To prepare the PSA flap, the posterior incision, made by a bipolar coagulator, started from the posterior end of the middle turbinate (Figure 1), then descended along the posterior edge of the septum obliquely to the border of the hard and soft palate. After that, the incision crossed over the nasal floor and went laterally to the inferior meatus, arising to its lateral wall. Before reaching the lamina of the inferior turbinate, the incision turned anteriorly and went to the axilla of the inferior turbinate. From this point, the incision crossed the nasal floor along the edge of the pyriform aperture, going to the anterior margin of SP. After that, the incision bent around the inferior and posterior edges of the perforation and stopped 5 to 7 mm higher than the posterior border of the perforation.
It is important to note that, in cases of a combination of “inverted edge” and PSA flap, the medial incision of the PSA flap coincides with the incision for the elevation of the inferior part of the inverted edge flap.
Flap dissection can be performed using a round knife or sharp dissector. Flap elevation started from the pyriform aperture and continued along the nasal floor and the septum to the posterior incision. The most challenging point of dissection was the area of the incisive canal. Hemostasis was achieved by using a monopolar coagulator.
Rotation and placing of the elevated flap were performed using soft tip forceps.
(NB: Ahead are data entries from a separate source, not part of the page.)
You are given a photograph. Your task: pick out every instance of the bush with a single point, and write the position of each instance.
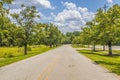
(29, 48)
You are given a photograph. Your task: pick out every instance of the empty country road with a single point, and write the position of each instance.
(63, 63)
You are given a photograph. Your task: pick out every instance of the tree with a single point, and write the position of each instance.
(26, 21)
(108, 24)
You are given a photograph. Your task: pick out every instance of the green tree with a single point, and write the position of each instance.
(26, 20)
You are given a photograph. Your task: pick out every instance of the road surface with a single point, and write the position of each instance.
(62, 63)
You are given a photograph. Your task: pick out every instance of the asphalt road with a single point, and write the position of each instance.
(62, 63)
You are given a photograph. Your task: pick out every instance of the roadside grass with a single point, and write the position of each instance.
(112, 63)
(14, 54)
(79, 46)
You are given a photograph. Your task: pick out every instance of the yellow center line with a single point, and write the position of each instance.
(49, 69)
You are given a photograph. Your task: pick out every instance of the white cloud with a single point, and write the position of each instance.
(15, 11)
(37, 3)
(110, 1)
(70, 5)
(72, 18)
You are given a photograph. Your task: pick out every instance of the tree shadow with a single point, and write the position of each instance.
(116, 66)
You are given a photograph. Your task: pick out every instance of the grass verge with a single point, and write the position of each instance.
(36, 50)
(112, 63)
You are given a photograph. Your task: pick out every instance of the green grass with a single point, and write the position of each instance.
(79, 46)
(16, 54)
(112, 63)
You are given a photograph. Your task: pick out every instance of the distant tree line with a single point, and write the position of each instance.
(25, 30)
(104, 29)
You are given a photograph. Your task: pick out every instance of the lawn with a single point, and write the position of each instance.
(112, 63)
(14, 54)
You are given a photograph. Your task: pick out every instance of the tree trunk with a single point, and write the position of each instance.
(88, 46)
(110, 48)
(93, 46)
(103, 47)
(25, 48)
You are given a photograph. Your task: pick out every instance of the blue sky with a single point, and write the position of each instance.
(69, 15)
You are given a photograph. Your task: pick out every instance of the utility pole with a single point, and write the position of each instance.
(105, 7)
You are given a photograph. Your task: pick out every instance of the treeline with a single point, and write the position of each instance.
(104, 29)
(22, 29)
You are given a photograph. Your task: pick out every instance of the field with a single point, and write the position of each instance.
(112, 63)
(9, 55)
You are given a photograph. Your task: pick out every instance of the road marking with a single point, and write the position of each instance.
(49, 69)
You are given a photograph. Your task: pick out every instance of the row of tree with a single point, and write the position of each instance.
(104, 29)
(23, 29)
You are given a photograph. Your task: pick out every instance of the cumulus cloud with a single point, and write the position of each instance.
(37, 3)
(72, 18)
(110, 1)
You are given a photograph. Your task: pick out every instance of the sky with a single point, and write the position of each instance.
(68, 15)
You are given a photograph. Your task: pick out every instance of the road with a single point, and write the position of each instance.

The flap should cover the whole perforation without any tension. If the tension persisted, the posterior incision continued to the posterior end of the superior turbinate. According to Zhang et al., at this point, the main stem of the posterior septal artery should be situated. We tried not to make an incision higher than 4 mm from the upper edge of the choana because the distance from the arch of the choana to the inferior branch of the posterior septal artery corresponds to 6.72 6 ± 2.64 mm (Head Neck. 2015. doi:10.1002/hed.23775).
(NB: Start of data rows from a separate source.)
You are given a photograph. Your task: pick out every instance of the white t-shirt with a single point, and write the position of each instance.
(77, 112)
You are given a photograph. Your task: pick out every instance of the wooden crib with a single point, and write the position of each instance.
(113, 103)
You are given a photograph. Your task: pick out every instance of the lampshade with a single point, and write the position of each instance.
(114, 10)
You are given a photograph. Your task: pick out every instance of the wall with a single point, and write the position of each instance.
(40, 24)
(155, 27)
The flap was sutured into the edges of the SP, with single knots at the top, front, and bottom (Figs. 1, 4B), usually using Vicryl 5/0 or Monocryl 5/0. To prevent the formation of dead space, contralateral flaps, and PSA flaps were sutured with several transseptal sutures (Vicryl Rapid 5/0).
At the end of the surgery, thorough hemostasis was achieved through coagulation of the donor site. The inferior nasal meatus was tamponaded with Surgicel. Silicone splints were sutured to the columella for two weeks.
RESULTS
The average operating time was 105 ± 42.5 minutes. In all cases, the highest level of the posterior incision did not run more than 4 mm above the choana edge. It preserves the main stem or inferior branch of PSA (6.72 6 ± 2.64 mm, according to Xian Zhang et al.) (Head Neck. 2015. doi:10.1002/hed.23775). There were no cases of postoperative bleeding or other complications. The wound surface of the nasal floor was completely epithelized one month after surgery.
During the postoperative control visit, complete SP closure was found in 48 of 52 patients (92.3%) in the general group, and in 18 of 22 patients (81.8%) of the “large” SP subgroup, which indicates high effectiveness.